Al verla en la puerta, Scottie regresó y empezó a hacer de nuevo los ruiditos que indicaban que quería salir.
–No puedo sacarte –explicó Miley con paciencia infinita aunque el niño no entendiese gran cosa–. Tengo que hacer la cena. ¿Qué prefieres, patatas fritas o en puré? –Era una pregunta retórica, puesto que el puré de patatas le resultaba mucho más fácil de comer. Miley le acarició el pelo oscuro y volvió una vez más a la mesa y al cuenco de patatas.
Últimamente, Scottie no demostraba la misma energía de siempre, y cada vez con más frecuencia sus labios adquirían un tinte azulado cuando jugaba. Le estaba fallando el corazón, tal como habían dicho los médicos que iba a pasar. No iba a haber un trasplante milagroso para Scottie, aunque los Devlin hubieran tenido recursos para permitírselo. Los pocos corazones de niño que había disponibles eran demasiado valiosos para desperdiciarlos en un niño pequeño que jamás sabría vestirse solo, ni leer, ni manejar más que unas cuantas palabras farfulladas por mucho tiempo que viviera. «Gravemente retrasado» era la categoría que le habían asignado. Aunque a Miley se le formaba un nudo en el pecho cuando pensaba en que Scottie fuera a morirse, no sentía amargura por saber que no se iba a hacer nada por la frágil salud del niño. Un corazón nuevo no lo ayudaría, desde luego no de forma que importase. Los médicos no esperaban que hubiera vivido tanto, y ella cuidaría de él durante el tiempo que le quedara.
Durante una temporada se preguntó si no sería hijo de Guy Rouillard, y se sintió furiosa por él, por que no lo hubieran llevado a vivir en aquella gran casa blanca, donde tendría los mejores cuidados y sería feliz durante los pocos años que le quedasen. Como era retrasado, pensó, Guy estaba contento de mantenerlo fuera de la vista.

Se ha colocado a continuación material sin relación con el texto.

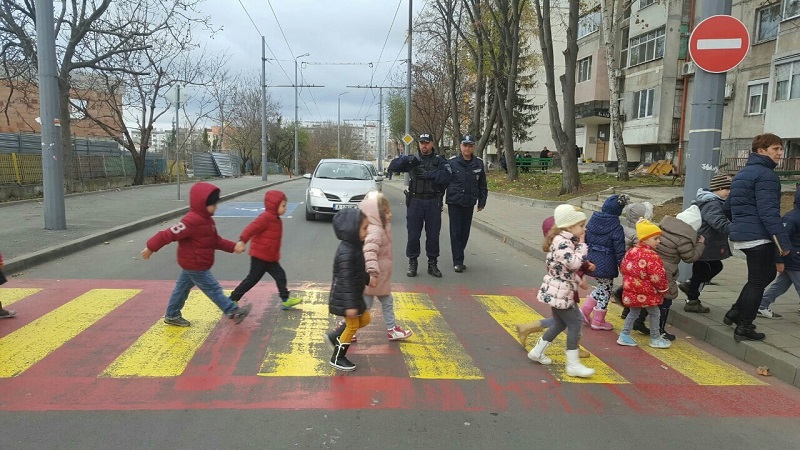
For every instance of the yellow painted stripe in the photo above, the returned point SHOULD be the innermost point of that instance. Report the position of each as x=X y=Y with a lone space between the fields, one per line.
x=509 y=311
x=296 y=348
x=165 y=350
x=10 y=295
x=694 y=363
x=433 y=352
x=31 y=343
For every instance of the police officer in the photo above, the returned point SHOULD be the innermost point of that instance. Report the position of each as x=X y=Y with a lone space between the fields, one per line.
x=467 y=187
x=430 y=175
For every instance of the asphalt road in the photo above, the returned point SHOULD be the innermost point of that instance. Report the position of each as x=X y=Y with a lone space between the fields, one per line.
x=514 y=403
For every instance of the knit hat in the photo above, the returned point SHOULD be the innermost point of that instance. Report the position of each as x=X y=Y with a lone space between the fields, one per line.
x=568 y=215
x=691 y=215
x=646 y=229
x=615 y=204
x=720 y=181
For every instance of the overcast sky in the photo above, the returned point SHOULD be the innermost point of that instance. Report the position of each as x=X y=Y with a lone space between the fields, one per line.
x=341 y=36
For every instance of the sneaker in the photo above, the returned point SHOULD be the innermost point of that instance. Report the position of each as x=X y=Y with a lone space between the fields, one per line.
x=290 y=302
x=626 y=339
x=398 y=334
x=240 y=313
x=177 y=321
x=768 y=313
x=660 y=343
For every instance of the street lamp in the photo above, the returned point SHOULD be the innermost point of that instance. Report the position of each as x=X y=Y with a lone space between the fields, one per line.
x=338 y=126
x=296 y=151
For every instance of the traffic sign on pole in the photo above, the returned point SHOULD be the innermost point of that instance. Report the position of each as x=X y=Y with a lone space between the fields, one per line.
x=719 y=43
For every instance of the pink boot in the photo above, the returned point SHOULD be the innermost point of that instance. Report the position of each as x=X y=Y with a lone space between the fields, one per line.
x=587 y=307
x=599 y=320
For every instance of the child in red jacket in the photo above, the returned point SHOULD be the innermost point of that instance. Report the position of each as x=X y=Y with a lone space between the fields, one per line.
x=265 y=250
x=197 y=240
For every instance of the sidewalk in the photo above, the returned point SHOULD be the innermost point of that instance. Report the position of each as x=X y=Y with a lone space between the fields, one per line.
x=95 y=217
x=517 y=222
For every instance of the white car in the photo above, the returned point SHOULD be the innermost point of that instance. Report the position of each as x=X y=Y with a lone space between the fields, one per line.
x=339 y=183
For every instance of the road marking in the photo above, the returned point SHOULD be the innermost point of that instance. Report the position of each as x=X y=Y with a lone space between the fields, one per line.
x=692 y=362
x=296 y=348
x=165 y=350
x=433 y=351
x=508 y=311
x=30 y=344
x=10 y=295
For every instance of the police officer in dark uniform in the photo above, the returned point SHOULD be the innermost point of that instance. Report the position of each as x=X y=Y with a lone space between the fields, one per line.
x=430 y=175
x=467 y=187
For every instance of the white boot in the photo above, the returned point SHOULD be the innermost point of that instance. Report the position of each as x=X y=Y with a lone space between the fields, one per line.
x=574 y=366
x=537 y=353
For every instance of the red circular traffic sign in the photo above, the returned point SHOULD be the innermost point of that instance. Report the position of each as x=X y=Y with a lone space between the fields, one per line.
x=719 y=43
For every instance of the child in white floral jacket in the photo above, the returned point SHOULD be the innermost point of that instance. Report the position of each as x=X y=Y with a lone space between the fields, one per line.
x=566 y=253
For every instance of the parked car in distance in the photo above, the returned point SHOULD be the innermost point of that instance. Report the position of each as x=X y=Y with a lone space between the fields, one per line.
x=337 y=184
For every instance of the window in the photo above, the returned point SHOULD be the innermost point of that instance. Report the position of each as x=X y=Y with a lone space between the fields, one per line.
x=757 y=97
x=588 y=24
x=787 y=81
x=768 y=18
x=585 y=69
x=647 y=47
x=791 y=8
x=643 y=103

Lo cierto era que Scottie podría ser perfectamente hijo de Amos, y era imposible saberlo. No se parecía a ninguno de los dos hombres, simplemente se parecía a sí mismo. Ya tenía seis años, y era un niño apacible que se contentaba con las cosas más pequeñas y cuya seguridad radicaba en su hermana de catorce años. Miley cuidaba de él desde el día en que Renée lo trajo del hospital a casa, y lo protegió de los accesos de ira de su padre cuando estaba borracho y de las despiadadas burlas de Russ y Spencer. Renée y Jodie lo ignoraban la mayor parte del tiempo, lo cual a Scottie le parecía bien.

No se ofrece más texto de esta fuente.